Opinión · Bulocracia

Veinte años de Ricky Martin, la niña, el perro y la mermelada

Este 2019 se cumplen veinte años desde que irrumpiera un bulo entre los bulos, un clásico entre los clásicos, un pionero del sector: el bulo de Ricky Martin en el armario, la niña, el perro y la mermelada.

Corría el año 1999, no existían las redes sociales, ni Internet. Lo más parecido que había eran los cuñados. Así que este bulo partió de lo más divulgativo del momento, la tele, y marcó para siempre el programa que presentaba por entonces Concha Velasco, “Sorpresa ¡Sorpresa!”.
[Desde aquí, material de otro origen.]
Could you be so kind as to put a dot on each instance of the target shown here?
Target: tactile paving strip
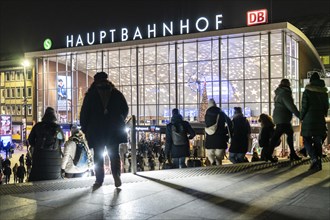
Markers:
(74, 183)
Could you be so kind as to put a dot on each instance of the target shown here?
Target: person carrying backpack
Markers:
(45, 140)
(177, 144)
(77, 158)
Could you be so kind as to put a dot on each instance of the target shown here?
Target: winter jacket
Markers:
(265, 136)
(21, 172)
(219, 139)
(46, 139)
(75, 148)
(182, 150)
(103, 114)
(241, 134)
(314, 109)
(284, 106)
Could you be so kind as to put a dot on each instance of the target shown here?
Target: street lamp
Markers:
(25, 64)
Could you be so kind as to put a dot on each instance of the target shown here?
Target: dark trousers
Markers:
(113, 152)
(279, 131)
(313, 146)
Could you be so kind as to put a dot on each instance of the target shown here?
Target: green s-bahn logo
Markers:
(47, 44)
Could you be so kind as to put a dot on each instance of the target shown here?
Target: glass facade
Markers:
(236, 70)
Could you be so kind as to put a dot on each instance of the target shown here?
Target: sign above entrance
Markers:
(148, 31)
(257, 17)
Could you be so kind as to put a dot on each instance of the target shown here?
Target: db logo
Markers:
(257, 17)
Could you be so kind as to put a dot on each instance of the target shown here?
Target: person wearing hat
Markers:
(314, 109)
(284, 107)
(178, 133)
(46, 139)
(218, 129)
(61, 90)
(240, 137)
(102, 119)
(77, 158)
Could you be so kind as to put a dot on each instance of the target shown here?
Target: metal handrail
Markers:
(131, 122)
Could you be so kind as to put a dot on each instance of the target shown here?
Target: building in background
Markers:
(13, 101)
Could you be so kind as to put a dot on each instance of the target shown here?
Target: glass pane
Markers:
(114, 58)
(204, 50)
(224, 48)
(190, 52)
(252, 110)
(237, 93)
(125, 58)
(276, 43)
(252, 91)
(235, 47)
(149, 55)
(264, 90)
(252, 68)
(162, 54)
(236, 68)
(276, 69)
(252, 46)
(162, 73)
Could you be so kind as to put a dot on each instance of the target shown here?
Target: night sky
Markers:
(25, 24)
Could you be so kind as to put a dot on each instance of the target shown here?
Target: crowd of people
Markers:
(102, 121)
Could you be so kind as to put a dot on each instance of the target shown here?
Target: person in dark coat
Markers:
(21, 159)
(21, 173)
(177, 145)
(46, 139)
(216, 143)
(266, 133)
(102, 119)
(314, 109)
(240, 138)
(282, 115)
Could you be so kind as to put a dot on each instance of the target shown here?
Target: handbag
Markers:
(228, 130)
(213, 128)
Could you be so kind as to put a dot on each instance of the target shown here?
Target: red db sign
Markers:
(257, 17)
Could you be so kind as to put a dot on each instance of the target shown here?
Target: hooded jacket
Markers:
(314, 109)
(72, 151)
(176, 151)
(46, 159)
(284, 105)
(219, 139)
(103, 114)
(241, 134)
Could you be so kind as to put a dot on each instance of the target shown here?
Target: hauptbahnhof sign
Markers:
(148, 31)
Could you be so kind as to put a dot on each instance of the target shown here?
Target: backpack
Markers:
(179, 134)
(50, 138)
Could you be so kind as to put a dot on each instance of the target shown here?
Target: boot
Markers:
(294, 156)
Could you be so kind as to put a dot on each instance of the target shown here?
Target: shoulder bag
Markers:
(213, 128)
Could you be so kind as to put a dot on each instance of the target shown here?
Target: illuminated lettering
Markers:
(206, 24)
(112, 34)
(169, 28)
(152, 30)
(103, 34)
(257, 17)
(218, 21)
(69, 41)
(184, 26)
(137, 34)
(124, 34)
(166, 28)
(88, 40)
(79, 41)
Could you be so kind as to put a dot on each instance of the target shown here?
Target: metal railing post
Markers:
(132, 124)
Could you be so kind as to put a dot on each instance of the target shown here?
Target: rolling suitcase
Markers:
(194, 163)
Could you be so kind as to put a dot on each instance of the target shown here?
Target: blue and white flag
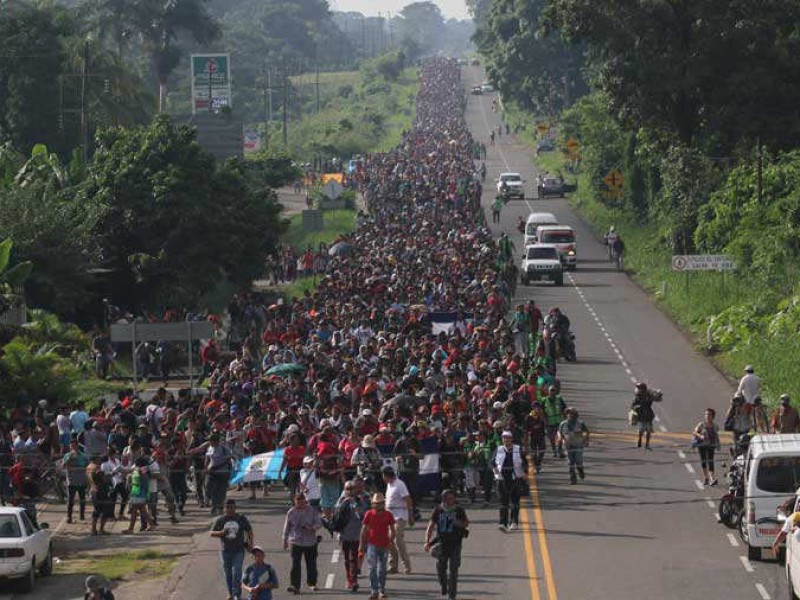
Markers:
(430, 473)
(261, 467)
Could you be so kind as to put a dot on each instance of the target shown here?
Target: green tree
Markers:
(174, 225)
(702, 70)
(161, 24)
(11, 278)
(421, 28)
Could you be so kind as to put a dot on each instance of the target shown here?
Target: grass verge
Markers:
(121, 566)
(335, 223)
(690, 300)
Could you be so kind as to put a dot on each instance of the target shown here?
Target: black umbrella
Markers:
(341, 249)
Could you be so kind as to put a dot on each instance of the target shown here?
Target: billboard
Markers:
(253, 140)
(211, 82)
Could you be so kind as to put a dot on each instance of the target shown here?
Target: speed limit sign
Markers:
(678, 263)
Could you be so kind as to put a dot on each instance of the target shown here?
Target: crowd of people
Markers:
(407, 342)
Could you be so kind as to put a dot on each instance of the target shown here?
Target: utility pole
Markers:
(84, 111)
(760, 181)
(317, 85)
(285, 107)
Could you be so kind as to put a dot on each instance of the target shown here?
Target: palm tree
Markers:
(161, 22)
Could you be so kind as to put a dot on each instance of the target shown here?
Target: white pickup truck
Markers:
(541, 261)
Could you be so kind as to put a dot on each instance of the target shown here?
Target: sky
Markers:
(452, 9)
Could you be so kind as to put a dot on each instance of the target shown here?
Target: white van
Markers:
(533, 223)
(563, 238)
(772, 475)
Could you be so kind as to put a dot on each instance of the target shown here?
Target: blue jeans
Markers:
(232, 568)
(377, 558)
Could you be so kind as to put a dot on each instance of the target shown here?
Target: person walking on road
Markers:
(450, 522)
(706, 440)
(399, 503)
(497, 206)
(75, 463)
(574, 436)
(259, 578)
(377, 534)
(645, 415)
(300, 536)
(510, 466)
(355, 506)
(236, 536)
(749, 385)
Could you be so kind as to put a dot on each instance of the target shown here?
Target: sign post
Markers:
(211, 82)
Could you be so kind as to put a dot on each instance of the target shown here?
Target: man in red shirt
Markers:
(377, 535)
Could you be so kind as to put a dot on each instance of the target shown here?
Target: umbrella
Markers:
(284, 369)
(341, 249)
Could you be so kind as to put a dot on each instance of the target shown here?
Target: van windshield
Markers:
(778, 474)
(558, 237)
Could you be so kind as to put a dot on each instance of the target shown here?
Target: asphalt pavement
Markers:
(640, 525)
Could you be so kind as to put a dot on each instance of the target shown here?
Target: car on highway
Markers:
(533, 222)
(24, 547)
(545, 145)
(541, 261)
(550, 186)
(563, 238)
(772, 470)
(514, 183)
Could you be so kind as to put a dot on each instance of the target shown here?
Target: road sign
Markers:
(614, 179)
(211, 82)
(333, 189)
(702, 262)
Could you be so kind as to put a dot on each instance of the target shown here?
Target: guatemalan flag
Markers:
(261, 467)
(430, 474)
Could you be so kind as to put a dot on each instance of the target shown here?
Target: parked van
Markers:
(563, 238)
(533, 223)
(771, 476)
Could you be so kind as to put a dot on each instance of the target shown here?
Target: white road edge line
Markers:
(746, 564)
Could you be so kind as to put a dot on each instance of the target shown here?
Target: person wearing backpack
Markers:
(450, 523)
(346, 521)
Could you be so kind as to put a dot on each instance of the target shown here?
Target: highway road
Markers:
(641, 525)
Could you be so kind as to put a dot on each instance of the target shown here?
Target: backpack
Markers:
(339, 519)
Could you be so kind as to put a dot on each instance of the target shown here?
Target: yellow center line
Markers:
(537, 515)
(527, 527)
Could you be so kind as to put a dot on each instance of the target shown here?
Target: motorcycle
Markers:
(731, 505)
Allí, supuestamente, le habían preparado algo a una adolescente: conocer en su propio domicilio a su ídolo Ricky Martin. Así que el cantante se escondía en el armario del cuarto de la niña para darle una “sorpresa” cuando entrara. Pero la “¡sorpresa!” se la llevaba el puertorriqueño cuando la chiquilla llegaba a la habitación, se quitaba la ropa y se untaba el cuerpo con mermelada para que el perro la lamiera. Todo el cuerpo. Así que Ricky Martin salía del armario descompuesto, la niña igual pero pringosa y el perro ya no podía seguir lamiendo.

Este bulo con dos décadas a cuestas tiene más mérito porque se propagó cuando el boca a boca era la única red social que existía. Como el de la chica blanca española que se casa con un similar y da a luz a un niño negro porque se quedó embarazada de un boy africano en su despedida de soltera.

Se supone que lo de Ricky Martin, la niña, el perro y la mermelada pudo verse por la tele en uno de los programas de Concha Velasco y, de hecho, nunca ocurrió pero al final lo había visto todo el mundo. Tanto la actriz como el cantante se han referido luego a este asunto recordando ya como una anécdota el estupor que sintieron hace veinte años, que les persiguió de cerca durante mucho tiempo.

La gran incógnita sigue siendo por qué todo el mundo había visto por televisión algo que nunca fue emitido. La poca gente que admitía no saber del tema preguntaba cuándo había ocurrido y la respuesta era siempre la misma: “En el último programa no, en el anterior”. Lo cierto es que después Concha Velasco tuvo que abrir uno de sus “Sorpresa ¡Sorpresa!” con la frase: “Todo es mentira, nunca ha ocurrido. Hemos sido víctimas de un bulo”.

El hecho de que esta historia situara a Ricky Martin dentro de un armario cuando aún no había salido del armario podía, además, interpretarse como una metáfora. El caso es que nadie se lo explicaba ni se lo explica pero, a falta de Internet, aquello corrió como la pólvora hace dos décadas de oficina en oficina, de tienda en tienda y de bar en bar, hasta el punto de que algunos tenían el vídeo (en VHS) y te lo iban a dejar.